The Top 100 - Timed Auction
31 MAY 2021 - 24 JUNE 2021Notes
Emily has defined her own term 'Wildness' in Contemporary Painting. "For me the term ‘wildness’ in contemporary painting speaks both to my approach within my practice but suggests the state of contemporary painting through the lens of art history and its current context within the immediate conversations surrounding painting. Its beauty is seen through the complexities of the unknown. The unsystematic, rural, ruggedness of a space that is hidden in the uncertainties of what you might find. The layers of old trees and soil with the explosion of new flowers and weeds all growing alongside one another at different speeds, volumes, heights, textures and so on. Whilst all coexisting under the guise of painting.
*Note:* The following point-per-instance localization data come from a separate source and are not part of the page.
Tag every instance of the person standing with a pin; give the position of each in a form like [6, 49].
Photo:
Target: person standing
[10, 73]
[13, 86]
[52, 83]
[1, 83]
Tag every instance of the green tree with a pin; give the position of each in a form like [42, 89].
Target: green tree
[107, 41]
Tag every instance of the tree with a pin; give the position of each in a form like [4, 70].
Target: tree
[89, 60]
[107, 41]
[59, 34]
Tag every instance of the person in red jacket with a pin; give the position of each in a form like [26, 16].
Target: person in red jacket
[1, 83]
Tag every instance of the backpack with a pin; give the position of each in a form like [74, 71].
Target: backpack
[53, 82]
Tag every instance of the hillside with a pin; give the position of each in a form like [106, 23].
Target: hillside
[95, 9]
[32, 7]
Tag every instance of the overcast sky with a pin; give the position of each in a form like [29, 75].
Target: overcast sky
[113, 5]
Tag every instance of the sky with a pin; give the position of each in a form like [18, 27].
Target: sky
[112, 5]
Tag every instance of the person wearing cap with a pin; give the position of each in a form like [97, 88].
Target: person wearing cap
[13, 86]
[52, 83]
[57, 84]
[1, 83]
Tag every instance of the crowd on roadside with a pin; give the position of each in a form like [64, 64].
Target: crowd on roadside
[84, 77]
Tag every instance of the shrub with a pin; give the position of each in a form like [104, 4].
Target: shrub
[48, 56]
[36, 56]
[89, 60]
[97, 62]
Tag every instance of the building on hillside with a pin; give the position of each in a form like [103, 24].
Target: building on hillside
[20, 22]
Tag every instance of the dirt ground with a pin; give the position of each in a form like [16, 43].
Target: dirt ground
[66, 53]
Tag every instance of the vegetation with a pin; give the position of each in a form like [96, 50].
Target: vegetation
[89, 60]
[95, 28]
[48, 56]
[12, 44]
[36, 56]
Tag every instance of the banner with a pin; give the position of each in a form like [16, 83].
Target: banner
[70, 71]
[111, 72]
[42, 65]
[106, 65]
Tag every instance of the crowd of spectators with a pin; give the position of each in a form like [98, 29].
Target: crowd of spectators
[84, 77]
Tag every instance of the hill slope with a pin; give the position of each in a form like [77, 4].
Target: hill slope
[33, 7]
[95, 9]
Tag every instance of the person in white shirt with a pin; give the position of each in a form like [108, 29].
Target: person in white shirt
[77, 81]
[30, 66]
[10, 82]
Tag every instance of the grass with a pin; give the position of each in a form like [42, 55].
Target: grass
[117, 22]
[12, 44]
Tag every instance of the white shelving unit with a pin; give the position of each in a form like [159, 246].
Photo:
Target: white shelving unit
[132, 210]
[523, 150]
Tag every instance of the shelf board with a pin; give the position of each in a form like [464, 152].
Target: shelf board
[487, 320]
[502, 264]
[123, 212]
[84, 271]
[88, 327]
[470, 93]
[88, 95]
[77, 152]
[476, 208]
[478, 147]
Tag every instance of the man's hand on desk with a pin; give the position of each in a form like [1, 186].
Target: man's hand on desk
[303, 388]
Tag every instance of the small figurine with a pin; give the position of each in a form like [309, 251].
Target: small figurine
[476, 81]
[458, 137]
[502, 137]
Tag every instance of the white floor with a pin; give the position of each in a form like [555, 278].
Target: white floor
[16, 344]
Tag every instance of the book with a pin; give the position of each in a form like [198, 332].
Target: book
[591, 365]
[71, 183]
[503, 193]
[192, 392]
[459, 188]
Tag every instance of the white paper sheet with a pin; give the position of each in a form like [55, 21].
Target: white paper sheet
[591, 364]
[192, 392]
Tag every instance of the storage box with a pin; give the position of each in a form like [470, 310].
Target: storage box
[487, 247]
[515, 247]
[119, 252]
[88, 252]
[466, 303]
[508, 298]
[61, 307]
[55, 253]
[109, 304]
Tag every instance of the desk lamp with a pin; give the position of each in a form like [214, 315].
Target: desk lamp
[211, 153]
Emil's studio practice sometimes takes the form of brush and paint to canvas; other times it is through yarn and weaving, or installation, play and performance. All is rooted in the notion exploration. One thing that is guaranteed is that there is no set pattern of actions in my studio. Everything is intuitive and bucks the system of the previous moves, or the surrounding current body of work. The constant thread that runs through my studio is a maker’s spirit. This constant evolution of reactive gestural mark making through different materials and mediums. To touch and manipulate a material or surface to find the "spirit" within, when making (to find the cabinet within the wood rather than impose the cabinet on the wood) to allow an idea to cross-pollinate or flow across materials (like a vine or ivy following the contours of a derelict building, but softening and changing its lines and form over time) to weave histories back on and through themselves to allow new forms to grow from chance collisions and different speeds of manipulation. Craft as an underlying language or unwritten voice of community that itself evolves through the act of making and passing on of skills–this is part of my ethos. This thought is very much entrenched in my experience as the Daughter of a French polisher whose speciality is the restoration of Antique furniture. The language from Antiquities has helped to form part of the foundation to my visual language. Helping to inform my knowledge and relationship to Art within its different periods in time, but also seeing and understating its position and relationship to today. " - Emily Moore, 2021
Emily Moore lives and works in London.
Accolades
Education: Royal College of Art, Painting MA, Current.
Selected Group Shows: Tommorow: London, White Cube Gallery, London, UK, 2020. Final not over (Open Fields), Unit 1 Gallery, London, UK, 2020. Without a Painter, The Fitzrovia Gallery, London, UK, 2020. Snapshot, Hockney Gallery, London, UK, 2020. Work in Progress, Royal College of Art, UK, 2019.